The history of the Old Church


Around the year 1000 AD monks from Germany sailed down the river Rhine to spread the Christian message. Near Arnhem they found the remnants of an old Roman fort, which they transported by raft to Oosterbeek. There, at a ford in the river, they used the pieces of tuff to build a simple hall church. This is the origin of the Old Church as it exists nowadays: a 10th century pre-Romanesque church and as such the oldest church in the country that is still in use. Its age is apparent from the triapsal choir fence, visible in the floor. You can still see several features from the past, like the lepers’ window, through which people who had to stay outside because they suffered from contagious diseases, could still follow the service, and a centuries-old vessel that was used for an initiation rite.

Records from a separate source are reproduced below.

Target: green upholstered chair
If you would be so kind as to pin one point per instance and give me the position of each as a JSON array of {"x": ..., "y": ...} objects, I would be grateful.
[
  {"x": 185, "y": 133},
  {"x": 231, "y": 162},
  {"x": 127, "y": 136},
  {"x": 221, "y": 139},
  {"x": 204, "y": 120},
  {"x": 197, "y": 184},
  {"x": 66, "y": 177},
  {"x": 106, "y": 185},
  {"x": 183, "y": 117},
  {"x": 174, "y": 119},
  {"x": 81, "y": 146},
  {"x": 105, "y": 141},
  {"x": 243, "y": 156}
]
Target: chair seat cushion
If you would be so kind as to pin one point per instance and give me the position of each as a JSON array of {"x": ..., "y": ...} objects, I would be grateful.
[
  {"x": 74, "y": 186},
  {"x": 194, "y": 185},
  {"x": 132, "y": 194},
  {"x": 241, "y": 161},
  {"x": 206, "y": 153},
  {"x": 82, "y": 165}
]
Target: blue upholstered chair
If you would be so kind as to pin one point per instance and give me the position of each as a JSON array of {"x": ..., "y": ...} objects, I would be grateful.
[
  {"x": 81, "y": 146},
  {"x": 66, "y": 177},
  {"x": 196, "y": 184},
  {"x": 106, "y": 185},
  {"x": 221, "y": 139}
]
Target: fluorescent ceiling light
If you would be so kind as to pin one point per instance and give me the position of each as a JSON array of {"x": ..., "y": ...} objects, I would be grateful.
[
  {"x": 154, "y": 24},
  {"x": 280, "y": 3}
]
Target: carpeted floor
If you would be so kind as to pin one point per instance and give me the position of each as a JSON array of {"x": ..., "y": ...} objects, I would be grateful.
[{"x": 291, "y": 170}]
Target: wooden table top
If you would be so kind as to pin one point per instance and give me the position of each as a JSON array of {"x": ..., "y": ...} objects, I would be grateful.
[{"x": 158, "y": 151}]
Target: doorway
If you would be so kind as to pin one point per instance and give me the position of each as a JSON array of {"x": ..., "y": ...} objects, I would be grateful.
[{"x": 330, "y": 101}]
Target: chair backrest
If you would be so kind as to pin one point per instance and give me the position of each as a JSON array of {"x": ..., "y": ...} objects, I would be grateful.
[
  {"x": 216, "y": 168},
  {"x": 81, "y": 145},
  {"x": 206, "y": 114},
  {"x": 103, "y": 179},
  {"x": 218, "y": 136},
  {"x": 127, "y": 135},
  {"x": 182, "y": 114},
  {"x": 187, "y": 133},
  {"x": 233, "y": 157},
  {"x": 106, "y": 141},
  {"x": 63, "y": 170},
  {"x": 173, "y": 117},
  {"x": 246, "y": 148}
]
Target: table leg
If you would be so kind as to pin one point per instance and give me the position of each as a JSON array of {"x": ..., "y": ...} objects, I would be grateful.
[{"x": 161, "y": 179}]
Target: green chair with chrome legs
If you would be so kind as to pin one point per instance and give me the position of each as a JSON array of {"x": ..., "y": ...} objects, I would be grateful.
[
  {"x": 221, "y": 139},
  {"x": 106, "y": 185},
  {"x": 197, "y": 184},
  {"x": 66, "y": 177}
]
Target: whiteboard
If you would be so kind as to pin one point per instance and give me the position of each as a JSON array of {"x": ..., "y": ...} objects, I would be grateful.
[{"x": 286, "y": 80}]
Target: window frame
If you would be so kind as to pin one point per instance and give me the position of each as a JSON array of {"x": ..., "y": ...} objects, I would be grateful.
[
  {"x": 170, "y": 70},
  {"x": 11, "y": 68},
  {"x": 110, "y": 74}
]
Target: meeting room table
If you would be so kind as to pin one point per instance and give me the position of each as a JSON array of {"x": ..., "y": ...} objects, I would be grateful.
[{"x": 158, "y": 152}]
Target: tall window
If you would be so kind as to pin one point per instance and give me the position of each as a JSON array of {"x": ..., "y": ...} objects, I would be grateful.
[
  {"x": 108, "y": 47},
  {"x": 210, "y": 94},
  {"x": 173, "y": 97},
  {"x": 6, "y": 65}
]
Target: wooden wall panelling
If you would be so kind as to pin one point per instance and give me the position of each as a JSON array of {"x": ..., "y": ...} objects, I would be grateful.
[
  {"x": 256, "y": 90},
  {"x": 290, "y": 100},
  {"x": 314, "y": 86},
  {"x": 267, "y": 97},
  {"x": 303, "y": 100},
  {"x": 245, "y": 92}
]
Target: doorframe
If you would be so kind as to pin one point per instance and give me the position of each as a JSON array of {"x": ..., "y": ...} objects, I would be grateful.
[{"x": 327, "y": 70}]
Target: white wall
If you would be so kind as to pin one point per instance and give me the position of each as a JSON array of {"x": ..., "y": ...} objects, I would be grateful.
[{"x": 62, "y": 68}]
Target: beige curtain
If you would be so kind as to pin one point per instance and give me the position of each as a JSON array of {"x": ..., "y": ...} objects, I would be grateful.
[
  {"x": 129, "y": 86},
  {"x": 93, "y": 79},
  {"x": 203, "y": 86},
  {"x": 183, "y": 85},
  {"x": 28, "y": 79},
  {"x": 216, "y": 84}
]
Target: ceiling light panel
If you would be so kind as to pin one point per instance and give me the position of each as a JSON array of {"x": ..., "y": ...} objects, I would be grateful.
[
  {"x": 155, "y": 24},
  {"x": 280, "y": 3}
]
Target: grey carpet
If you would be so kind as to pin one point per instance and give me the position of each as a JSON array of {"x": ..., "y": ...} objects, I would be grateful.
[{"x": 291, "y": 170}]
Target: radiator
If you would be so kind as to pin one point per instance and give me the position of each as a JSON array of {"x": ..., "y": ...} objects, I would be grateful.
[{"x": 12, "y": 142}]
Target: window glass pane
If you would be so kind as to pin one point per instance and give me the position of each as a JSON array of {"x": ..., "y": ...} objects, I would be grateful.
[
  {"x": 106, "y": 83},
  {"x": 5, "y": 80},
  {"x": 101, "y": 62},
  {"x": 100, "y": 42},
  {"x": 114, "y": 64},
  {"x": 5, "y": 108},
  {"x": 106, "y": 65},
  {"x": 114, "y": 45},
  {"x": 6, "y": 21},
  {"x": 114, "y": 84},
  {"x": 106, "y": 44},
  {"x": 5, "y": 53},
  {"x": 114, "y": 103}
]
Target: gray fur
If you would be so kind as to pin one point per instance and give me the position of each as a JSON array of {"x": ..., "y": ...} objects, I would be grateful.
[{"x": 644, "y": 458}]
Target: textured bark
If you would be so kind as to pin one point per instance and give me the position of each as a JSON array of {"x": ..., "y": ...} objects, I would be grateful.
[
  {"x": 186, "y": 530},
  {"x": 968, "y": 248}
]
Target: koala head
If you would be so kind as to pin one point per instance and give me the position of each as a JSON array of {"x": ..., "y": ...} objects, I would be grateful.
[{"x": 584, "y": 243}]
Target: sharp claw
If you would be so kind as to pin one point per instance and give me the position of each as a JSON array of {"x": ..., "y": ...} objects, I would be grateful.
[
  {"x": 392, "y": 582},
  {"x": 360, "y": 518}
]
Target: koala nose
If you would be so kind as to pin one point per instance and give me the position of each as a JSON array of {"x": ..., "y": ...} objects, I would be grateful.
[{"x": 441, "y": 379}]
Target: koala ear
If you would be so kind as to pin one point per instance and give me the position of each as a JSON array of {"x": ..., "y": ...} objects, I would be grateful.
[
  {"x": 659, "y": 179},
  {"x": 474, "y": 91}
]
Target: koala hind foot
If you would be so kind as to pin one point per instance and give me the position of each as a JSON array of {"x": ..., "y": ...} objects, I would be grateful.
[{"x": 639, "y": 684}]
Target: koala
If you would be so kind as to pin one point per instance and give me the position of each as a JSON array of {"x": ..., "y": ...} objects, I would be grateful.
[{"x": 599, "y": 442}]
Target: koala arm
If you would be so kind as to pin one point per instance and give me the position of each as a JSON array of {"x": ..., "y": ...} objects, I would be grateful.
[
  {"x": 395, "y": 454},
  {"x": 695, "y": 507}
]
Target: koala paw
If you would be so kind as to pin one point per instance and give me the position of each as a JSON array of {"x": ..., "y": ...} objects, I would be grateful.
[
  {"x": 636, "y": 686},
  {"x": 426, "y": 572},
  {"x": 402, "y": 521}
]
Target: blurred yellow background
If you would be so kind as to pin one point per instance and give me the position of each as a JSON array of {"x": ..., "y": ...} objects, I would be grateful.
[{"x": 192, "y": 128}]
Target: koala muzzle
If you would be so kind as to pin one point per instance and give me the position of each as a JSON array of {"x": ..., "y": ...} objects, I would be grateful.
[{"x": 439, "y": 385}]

When over the centuries the population kept growing, the church kept being added to: a larger, Gothic choir in the 15th century and two side aisles in the 19th century. In this form the church could seat 700 people. In September 1944 the Allied forces tried to gain access to the bridge over the river Rhine near Arnhem, in a large military operation called Operation Market Garden. Oosterbeek found itself being the center of the battlefield. The Allied forces suffered many losses and could not hold out. The Old Church was their last foothold before they had to withdraw to the other side of the river. The vicarage next door served as a field hospital. The church itself got badly damaged.

After the war, it was decided to build a new church in the village center: de Goede Herderkerk (Church of the Good Shepherd), which is now a funeral home. The Old Church was restored to its Romanesque form. Since 1949 the church has served for many years as one of the places of worship of the Dutch Reformed Church, and since 2004 of the united Protestant Church Oosterbeek/Wolfheze. Sadly, because of the decline in church attendance, the church is now no longer in use for regular Sunday worship.

In 2013 and 2014 the church was renovated. The church now has wheelchair access and the toilet facilities have been modernized. The building is therefore multifunctional and suitable for wedding and funeral services, concerts, lectures, etc. The church can seat a maximum of 175 people.